Add kubelet metrics for ephemeral containers #99000

verb · 2021-02-11T13:47:56Z

What type of PR is this?

/kind feature
/sig node
/priority important-soon

What this PR does / why we need it:

This adds alpha metrics to the kubelet that track pods and containers under management and counters for container creation. This is part of the Ephemeral Containers (kubernetes/enhancements#277) PRR.

Which issue(s) this PR fixes:

Fixes #97974

Special notes for your reviewer:

As part of code cleanup this slightly changes the format of log messages of particular container types. This isn't necessary and can be reverted, but using the same label in log messages in metrics seems cleaner and more supportable.
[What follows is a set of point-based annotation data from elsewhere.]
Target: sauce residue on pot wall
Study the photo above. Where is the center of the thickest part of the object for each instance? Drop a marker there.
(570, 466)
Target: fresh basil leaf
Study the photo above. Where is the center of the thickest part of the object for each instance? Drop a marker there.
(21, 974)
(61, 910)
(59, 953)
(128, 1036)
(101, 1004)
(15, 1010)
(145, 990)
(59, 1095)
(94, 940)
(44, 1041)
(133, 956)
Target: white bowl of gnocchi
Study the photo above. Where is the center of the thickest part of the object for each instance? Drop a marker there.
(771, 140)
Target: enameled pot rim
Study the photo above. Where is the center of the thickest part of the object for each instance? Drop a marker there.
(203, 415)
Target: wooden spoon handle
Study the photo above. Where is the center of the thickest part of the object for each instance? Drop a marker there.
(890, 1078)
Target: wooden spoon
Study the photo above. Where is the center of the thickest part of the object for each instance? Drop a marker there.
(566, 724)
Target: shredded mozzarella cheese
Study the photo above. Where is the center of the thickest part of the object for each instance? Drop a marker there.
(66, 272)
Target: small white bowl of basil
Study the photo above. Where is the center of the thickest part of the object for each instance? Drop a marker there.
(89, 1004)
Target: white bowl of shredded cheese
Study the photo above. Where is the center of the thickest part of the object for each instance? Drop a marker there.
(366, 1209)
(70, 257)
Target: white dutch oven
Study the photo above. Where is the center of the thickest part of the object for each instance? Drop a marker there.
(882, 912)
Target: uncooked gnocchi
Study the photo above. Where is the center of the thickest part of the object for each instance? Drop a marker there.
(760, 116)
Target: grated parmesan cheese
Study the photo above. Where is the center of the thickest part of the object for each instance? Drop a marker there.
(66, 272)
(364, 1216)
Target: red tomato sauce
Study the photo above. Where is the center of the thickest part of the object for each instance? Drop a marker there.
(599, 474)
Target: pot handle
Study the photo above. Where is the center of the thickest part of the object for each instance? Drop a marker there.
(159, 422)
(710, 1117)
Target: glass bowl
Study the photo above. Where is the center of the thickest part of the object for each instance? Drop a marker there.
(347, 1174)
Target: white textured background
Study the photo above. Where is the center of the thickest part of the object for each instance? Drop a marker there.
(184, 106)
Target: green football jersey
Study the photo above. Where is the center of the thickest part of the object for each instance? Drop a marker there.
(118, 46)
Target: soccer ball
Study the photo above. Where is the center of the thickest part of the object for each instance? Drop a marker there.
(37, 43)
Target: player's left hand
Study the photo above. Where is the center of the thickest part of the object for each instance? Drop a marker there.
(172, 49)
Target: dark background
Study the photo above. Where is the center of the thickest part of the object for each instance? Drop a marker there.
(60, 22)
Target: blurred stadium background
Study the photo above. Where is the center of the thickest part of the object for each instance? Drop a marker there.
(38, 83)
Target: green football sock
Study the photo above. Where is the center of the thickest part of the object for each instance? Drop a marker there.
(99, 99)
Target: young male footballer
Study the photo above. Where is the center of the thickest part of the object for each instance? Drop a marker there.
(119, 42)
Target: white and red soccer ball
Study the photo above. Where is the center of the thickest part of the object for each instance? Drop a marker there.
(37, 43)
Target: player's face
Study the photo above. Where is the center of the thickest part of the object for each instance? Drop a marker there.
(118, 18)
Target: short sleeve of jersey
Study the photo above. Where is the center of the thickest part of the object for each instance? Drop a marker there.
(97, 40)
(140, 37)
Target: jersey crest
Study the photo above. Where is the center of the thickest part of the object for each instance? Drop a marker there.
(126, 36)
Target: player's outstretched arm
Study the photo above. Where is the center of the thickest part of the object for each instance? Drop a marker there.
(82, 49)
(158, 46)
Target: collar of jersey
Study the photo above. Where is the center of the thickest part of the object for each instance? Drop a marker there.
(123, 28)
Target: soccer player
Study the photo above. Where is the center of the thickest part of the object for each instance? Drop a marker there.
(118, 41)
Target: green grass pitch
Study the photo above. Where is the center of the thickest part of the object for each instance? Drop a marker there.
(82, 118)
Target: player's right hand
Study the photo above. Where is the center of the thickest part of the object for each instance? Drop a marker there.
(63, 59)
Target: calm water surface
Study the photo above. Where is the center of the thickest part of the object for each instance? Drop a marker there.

Does this PR introduce a user-facing change?

NONE

Additional documentation e.g., KEPs (Kubernetes Enhancement Proposals), usage docs, etc.:

- [KEP]: https://git.k8s.io/enhancements/keps/sig-node/277-ephemeral-containers

verb · 2021-02-11T15:44:01Z

/retest

verb · 2021-02-11T17:06:37Z

I was going to ask @ehashman for advice on these metrics, but I just found sig-instrumentation docs that make me think that I've got it approximately right.

I'll go ahead finish up my TODO to add tests, remove the WIP hold and then submit it for review.

ehashman · 2021-02-11T23:46:08Z

Let me know when this is ready for review and I'll TAL.

verb · 2021-02-12T15:25:47Z

/retest

verb · 2021-02-12T15:58:12Z

Looks like timeouts that are unrelated to this change

/retest

kikisdeliveryservice · 2021-02-12T17:42:04Z

/triage accepted

verb · 2021-05-25T12:47:43Z

@dashpole Thanks for the guidance here. No, I don't need to compare these two. For ephemeral containers I really only want to answer two questions:

How many ephemeral containers are running on this node?
How many ephemeral containers has this node started? were there errors?

The kubelet discards container type information, so the pod manager was the most convenient place to track the first. It's still unclear on what we want to measure. I plan on bringing it up at tonight's sig-node meetup.

Random-Liu · 2021-05-25T18:18:57Z

I always treated "pod manager" a local cache of the pods in apiserver, thus it contains the "desired state", and no much different with counting pods from the apiserver.

However, I do agree with the point brought up in the meeting that, having the pods in the apiserver doesn't necessarily mean that kubelet has seen it:

There might be a bug that kubelet doesn't see a pod;
There might be a delay before kubelet sees the pod.

So in theory, the "pod manager" does contain some fact about the actual state - "whether kubelet has seen the pods".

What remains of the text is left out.